With that conceded, evidence suggests MLS team options are common. In 2017, combined, teams held options on nearly 300 players.
The players’ benefits for these options are less clear. But if challenged, some data indicates they could present MLS with a problem. Take Larin. His first-year base salary was $125,000. This increased by $10,000 the second year and another $15,000 for 2017. So his salary increase rose $5000 each season. If this continued for his fourth season, his salary would have increased $20,000 relative to 2017. In raw numbers, this would equal the increase the DRC found insufficient in the Sanmartean case. Of course, we do not know whether MLS provides larger increases for option years. Still, Larin’s contract raises the possibility that the league’s increases are not enough.
Moreover, MLS’ single-entity structure extends its bargaining advantage further than any single club, which a panel may conclude requires an even greater benefit to the player. Indeed, a player negotiating with a club faces the unappetizing choice of accepting the club’s terms or sacrificing any hope of playing there. But a player negotiating with MLS either accepts the league’s terms or relinquishes any hope of playing first division soccer in the United States. So given the league can force players into worse terms than a club, it is possible the DRC or CAS would demand a greater benefit increase in return for the option.
At bottom, there are too many variables to determine whether MLS’ options would withstand a legal challenge. MLS may recognize this doubt, which could explain why it avoided such a battle with Larin. Losing would have wiped years from many of the league’s contracts and, in the process, cost the league control over many of its players. In the end, this was a lot to risk for a higher transfer fee.
Thus, given MLS’ vulnerability, expect more challenges. Larin’s saga, along with similar attempts by other players, demonstrates that the league wants to avoid these fights. In fact, it hates them so much it was willing to let Larin go despite minimal negotiations over a fee and Larin treating his option years like a mirage.

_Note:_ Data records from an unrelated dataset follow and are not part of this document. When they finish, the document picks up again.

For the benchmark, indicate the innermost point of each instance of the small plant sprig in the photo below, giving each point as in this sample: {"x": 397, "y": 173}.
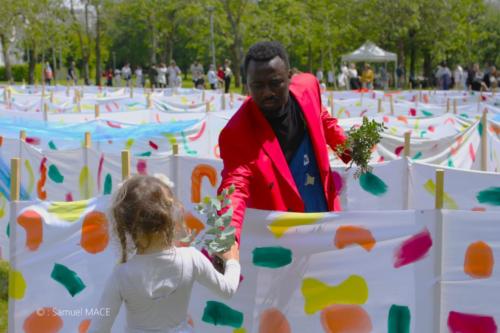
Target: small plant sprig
{"x": 360, "y": 141}
{"x": 220, "y": 235}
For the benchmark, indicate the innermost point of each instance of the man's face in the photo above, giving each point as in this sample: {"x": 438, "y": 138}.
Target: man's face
{"x": 268, "y": 84}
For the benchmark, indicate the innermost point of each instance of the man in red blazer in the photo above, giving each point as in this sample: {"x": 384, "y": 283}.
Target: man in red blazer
{"x": 274, "y": 147}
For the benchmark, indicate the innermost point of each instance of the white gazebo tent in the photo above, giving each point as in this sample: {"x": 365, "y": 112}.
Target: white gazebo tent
{"x": 369, "y": 52}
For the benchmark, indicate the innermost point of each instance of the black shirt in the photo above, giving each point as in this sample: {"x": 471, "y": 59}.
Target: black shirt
{"x": 289, "y": 127}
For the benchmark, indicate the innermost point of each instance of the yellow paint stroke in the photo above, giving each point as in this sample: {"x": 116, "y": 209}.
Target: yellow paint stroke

So the next player who wants to leave MLS after three years has every reason to follow Larin’s path. The league risks more than the player.
Random Observations Unleashed
- While on the surface, Larin’s $2.3 million fee may not seem significant, from Besiktas, it is respectable. During the last two transfer windows, the club has spent roughly $15.7 million on new players. Larin accounted for about $2.3 million of that — so almost 15%. Besiktas only paid more for three other players — the most being $3.7 million for former Brazilian international Vagner Love. The other two players who garnered higher fees were familiar names: Alvaro Negredo and Gary Medel. Though both are probably beyond their primes, Negredo and Medel have played at big clubs (Manchester City and Inter Milan, respectively) and Medel has represented Chile in two World Cups. So despite its tricky negotiating position, Orlando made Besiktas strain a little to get Larin.
- Apparently, MLS let Orlando keep all of Larin’s transfer fee. Normally, the league takes 30% for non-homegrown players (like Larin). There is no rule providing for Orlando’s dispensation.
- Larin has yet to make an appearance for Besiktas. This may be due to an adjustment period. After not making the squad for the first five league games since his arrival, Larin has been on the bench for the last two — important games against traditional power, Fenerbahce, and sixth-place Trabzonspor.